見た目は建築基準法の道路と殆ど変わらないものの、建築基準法の道路の定義に当てはまらないものが「道路非該当」となります。例えば、私有地の通路、市町村の管理道路、農道、臨港道路などと呼ばれる道が含まれます。
(道路非該当と認定等)
接面する道が道路非該当の場合は、原則、建築行為はできません。「道路非該当」の道にしか接していない敷地で建物が建てるには、建築基準法第43条第2項第1号認定又は法第43条第2項第2号許可が必要となります。
また、道や通路には全く接していなくても、隣に公園などがあり建築基準法の目的とする「安全の確保」に支障がない敷地もあります。このような場合は、「交通上、安全上、防火上および衛生上支障がない」として認定等がされた場合も、接道義務を満たさなくても建物を建てることができます。
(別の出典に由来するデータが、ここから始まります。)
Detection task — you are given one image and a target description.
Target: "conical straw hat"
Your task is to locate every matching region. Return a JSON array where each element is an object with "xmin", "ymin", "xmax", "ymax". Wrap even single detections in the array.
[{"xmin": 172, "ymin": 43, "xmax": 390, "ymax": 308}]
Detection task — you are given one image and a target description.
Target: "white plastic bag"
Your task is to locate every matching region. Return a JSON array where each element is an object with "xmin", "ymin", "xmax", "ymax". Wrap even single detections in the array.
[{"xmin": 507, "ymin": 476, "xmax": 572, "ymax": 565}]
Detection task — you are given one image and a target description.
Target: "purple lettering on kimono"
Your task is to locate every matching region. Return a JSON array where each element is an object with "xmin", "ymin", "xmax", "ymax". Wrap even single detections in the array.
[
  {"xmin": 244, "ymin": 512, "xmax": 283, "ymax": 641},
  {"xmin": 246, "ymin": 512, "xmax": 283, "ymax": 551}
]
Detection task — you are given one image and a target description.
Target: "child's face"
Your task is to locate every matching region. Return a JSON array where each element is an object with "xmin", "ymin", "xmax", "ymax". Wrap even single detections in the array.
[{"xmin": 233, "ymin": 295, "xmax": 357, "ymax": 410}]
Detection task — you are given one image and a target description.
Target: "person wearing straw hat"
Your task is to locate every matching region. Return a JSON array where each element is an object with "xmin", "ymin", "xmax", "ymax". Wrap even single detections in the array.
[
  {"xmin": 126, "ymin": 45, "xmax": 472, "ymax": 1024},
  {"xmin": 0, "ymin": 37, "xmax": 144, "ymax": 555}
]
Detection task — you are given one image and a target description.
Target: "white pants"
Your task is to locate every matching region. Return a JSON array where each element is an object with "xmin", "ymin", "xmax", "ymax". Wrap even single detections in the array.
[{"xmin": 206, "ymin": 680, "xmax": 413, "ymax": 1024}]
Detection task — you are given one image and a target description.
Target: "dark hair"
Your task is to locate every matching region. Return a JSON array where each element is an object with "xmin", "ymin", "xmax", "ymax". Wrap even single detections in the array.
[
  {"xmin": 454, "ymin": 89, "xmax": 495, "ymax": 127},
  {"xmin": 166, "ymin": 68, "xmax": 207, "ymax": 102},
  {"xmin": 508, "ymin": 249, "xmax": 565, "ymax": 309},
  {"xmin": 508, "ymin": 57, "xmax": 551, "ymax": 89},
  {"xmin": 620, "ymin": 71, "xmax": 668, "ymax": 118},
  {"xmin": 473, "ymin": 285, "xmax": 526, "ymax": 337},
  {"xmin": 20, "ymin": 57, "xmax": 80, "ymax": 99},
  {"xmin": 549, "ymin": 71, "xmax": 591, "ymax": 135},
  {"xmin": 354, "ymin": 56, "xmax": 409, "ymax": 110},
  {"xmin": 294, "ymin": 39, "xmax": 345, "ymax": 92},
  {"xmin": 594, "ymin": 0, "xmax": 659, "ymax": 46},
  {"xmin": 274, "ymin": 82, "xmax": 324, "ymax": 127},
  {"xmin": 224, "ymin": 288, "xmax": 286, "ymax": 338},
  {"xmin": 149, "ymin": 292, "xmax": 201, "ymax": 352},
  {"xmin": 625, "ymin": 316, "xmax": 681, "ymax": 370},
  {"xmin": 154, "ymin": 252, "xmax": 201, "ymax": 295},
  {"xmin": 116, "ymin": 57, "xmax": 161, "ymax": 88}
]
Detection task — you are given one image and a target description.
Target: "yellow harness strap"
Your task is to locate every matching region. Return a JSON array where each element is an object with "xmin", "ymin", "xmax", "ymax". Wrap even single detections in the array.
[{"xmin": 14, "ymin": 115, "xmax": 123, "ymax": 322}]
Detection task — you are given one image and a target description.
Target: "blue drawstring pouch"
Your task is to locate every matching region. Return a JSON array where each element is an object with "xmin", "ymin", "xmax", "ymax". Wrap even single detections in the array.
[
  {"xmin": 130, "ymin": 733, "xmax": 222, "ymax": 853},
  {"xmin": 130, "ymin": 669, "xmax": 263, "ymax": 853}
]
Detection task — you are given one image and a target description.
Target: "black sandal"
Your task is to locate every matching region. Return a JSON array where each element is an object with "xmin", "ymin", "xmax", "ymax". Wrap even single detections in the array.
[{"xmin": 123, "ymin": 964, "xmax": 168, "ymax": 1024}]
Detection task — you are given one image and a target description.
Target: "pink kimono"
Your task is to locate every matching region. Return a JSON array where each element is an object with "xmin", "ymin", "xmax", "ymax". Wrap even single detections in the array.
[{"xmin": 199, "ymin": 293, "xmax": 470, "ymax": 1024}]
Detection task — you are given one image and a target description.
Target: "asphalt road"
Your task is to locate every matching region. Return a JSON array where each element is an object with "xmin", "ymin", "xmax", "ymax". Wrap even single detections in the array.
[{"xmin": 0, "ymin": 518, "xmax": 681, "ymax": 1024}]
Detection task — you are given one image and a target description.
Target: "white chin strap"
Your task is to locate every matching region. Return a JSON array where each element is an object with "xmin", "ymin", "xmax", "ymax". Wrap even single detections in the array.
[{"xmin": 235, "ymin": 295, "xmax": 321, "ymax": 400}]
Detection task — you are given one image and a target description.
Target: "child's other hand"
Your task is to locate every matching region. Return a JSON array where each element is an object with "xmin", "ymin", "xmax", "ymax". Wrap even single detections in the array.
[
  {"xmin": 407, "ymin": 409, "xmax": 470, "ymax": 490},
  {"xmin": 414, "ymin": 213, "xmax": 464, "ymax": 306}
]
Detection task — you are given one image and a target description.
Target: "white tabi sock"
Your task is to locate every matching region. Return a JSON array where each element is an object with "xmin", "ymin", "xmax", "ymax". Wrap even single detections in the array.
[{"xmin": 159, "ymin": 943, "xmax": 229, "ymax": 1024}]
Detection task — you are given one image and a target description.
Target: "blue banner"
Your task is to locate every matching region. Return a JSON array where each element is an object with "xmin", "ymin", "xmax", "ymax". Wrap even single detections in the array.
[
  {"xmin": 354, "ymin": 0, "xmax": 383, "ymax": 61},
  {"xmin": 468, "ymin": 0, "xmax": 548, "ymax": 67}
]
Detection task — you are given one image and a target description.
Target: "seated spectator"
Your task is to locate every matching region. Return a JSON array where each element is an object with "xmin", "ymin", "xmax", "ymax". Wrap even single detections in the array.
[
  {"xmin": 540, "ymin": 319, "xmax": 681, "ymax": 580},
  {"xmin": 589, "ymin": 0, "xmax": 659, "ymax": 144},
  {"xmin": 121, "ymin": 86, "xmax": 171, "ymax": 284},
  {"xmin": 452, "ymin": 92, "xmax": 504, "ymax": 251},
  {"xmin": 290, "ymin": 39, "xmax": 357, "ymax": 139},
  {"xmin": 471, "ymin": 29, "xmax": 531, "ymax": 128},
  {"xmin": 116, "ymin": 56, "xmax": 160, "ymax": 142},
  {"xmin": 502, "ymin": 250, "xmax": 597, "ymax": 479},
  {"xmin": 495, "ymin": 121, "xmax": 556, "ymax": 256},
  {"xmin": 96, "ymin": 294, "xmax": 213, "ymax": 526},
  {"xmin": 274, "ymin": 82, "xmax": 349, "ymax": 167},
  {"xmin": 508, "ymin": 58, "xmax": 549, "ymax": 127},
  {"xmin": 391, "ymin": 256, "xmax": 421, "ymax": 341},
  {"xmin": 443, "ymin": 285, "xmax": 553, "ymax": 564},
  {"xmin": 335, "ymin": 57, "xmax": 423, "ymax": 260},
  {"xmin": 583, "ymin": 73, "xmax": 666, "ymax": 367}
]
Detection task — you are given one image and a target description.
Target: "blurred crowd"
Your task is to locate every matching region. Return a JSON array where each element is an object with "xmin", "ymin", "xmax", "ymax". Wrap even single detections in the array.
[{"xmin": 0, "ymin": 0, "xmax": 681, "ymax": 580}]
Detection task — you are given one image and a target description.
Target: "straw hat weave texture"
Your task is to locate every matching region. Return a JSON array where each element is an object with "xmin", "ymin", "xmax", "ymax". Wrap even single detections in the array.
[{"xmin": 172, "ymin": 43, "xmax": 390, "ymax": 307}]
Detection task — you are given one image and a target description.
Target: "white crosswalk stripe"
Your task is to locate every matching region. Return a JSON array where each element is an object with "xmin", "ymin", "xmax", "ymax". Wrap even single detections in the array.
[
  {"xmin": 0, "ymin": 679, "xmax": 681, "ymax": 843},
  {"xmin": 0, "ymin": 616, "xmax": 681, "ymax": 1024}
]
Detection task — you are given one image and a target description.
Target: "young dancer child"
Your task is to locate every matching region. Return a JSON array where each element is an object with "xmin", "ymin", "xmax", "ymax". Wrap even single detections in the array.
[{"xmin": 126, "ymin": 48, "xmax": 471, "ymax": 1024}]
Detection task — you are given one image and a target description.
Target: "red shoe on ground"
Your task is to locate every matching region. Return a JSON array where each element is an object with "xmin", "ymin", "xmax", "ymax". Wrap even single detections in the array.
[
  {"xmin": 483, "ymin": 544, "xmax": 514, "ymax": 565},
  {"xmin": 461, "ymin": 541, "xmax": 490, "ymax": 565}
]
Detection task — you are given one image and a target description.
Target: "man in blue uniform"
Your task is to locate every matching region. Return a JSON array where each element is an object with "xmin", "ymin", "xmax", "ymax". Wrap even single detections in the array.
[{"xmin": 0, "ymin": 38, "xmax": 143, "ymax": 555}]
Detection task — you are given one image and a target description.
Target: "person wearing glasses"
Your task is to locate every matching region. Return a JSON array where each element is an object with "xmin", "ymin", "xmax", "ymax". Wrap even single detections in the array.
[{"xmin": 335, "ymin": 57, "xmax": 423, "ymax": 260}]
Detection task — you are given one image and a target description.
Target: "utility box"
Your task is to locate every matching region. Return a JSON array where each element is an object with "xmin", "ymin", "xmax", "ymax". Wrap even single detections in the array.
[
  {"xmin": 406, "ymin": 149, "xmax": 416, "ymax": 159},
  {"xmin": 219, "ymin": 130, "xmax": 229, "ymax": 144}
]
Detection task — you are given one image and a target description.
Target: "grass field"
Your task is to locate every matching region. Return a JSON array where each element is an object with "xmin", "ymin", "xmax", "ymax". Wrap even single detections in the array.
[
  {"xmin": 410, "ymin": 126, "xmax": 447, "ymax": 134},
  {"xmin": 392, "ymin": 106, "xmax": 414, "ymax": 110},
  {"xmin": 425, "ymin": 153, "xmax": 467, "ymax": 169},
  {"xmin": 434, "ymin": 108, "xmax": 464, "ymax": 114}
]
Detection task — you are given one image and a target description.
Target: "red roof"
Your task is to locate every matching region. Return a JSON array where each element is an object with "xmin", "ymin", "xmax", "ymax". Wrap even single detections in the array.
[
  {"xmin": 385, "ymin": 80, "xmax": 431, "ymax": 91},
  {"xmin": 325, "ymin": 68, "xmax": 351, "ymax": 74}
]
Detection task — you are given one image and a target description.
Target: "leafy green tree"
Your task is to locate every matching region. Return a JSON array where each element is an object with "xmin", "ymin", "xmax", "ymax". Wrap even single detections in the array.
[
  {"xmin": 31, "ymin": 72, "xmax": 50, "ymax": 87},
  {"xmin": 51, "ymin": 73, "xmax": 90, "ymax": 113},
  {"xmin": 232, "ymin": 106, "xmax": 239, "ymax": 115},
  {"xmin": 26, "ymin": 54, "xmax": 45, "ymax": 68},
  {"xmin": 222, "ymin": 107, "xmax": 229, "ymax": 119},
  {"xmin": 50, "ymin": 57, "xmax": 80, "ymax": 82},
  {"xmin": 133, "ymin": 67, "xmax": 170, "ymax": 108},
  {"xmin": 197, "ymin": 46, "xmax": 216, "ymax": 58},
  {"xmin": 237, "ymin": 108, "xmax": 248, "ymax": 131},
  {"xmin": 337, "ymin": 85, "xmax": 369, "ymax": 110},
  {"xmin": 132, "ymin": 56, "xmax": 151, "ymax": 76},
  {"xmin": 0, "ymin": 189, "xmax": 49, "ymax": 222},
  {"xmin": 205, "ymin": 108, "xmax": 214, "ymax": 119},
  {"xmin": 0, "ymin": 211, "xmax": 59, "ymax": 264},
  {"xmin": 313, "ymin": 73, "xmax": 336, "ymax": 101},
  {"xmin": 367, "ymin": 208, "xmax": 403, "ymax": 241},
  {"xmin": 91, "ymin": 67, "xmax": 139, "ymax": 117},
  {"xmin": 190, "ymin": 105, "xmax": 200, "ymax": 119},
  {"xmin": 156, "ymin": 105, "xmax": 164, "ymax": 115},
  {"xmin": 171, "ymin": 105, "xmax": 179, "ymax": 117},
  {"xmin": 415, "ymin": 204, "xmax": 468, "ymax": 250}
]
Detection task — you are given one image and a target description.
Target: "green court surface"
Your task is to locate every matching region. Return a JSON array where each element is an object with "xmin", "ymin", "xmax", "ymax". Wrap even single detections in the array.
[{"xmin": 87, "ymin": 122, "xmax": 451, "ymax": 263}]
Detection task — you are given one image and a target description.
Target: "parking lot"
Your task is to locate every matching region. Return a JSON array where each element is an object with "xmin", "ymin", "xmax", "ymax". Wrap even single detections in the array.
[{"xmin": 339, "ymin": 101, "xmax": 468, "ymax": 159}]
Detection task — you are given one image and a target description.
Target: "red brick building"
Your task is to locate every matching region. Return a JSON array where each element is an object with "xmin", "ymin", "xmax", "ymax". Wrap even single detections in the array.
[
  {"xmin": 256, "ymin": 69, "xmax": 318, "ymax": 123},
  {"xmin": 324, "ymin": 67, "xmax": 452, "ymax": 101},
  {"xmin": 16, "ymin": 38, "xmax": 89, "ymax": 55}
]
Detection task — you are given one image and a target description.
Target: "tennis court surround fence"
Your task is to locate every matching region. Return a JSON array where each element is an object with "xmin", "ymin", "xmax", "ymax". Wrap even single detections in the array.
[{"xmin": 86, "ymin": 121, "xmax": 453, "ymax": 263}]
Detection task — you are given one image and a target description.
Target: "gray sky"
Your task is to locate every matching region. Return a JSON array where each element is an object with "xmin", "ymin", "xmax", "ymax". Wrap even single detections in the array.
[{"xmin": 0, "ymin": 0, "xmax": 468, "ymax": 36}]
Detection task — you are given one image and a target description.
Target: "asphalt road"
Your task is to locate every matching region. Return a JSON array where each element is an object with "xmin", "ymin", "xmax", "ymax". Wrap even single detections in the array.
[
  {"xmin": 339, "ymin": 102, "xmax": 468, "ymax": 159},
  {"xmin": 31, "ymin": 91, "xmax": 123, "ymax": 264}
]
但し、このような認定や許可は建築行為を可能とするものであって、その道や通路が建築基準法の道路になるわけではありません。そして、認定等の条件として建物用途の制限、構造や規模の制限などがありますから、しっかりと確認しなければなりません。
(認定等の基準)
例えば、大阪市の認定等の取扱基準は下表の通りです。他の特定行政庁も概ね同市の同様ではありますが、若干異なる取り扱いもあるので、個別に確認しなければなりません。
(評価上の留意点)
ところで、認定等を受ければ、建築基準法の道路に接する土地と同様に評価して問題はないのでしょうか。実は、認定等を受けて建築確認を取得しても、建物を建設はあくまでも例外措置という扱いになります。その後、建替え、増改築をする場合には、改めて認定等が必要となるのが原則です。再度、認定等を受けられるという保証はありません。よって、このようなリスクを価格に反映させ、一定の減額をすることが適正な評価と考えます。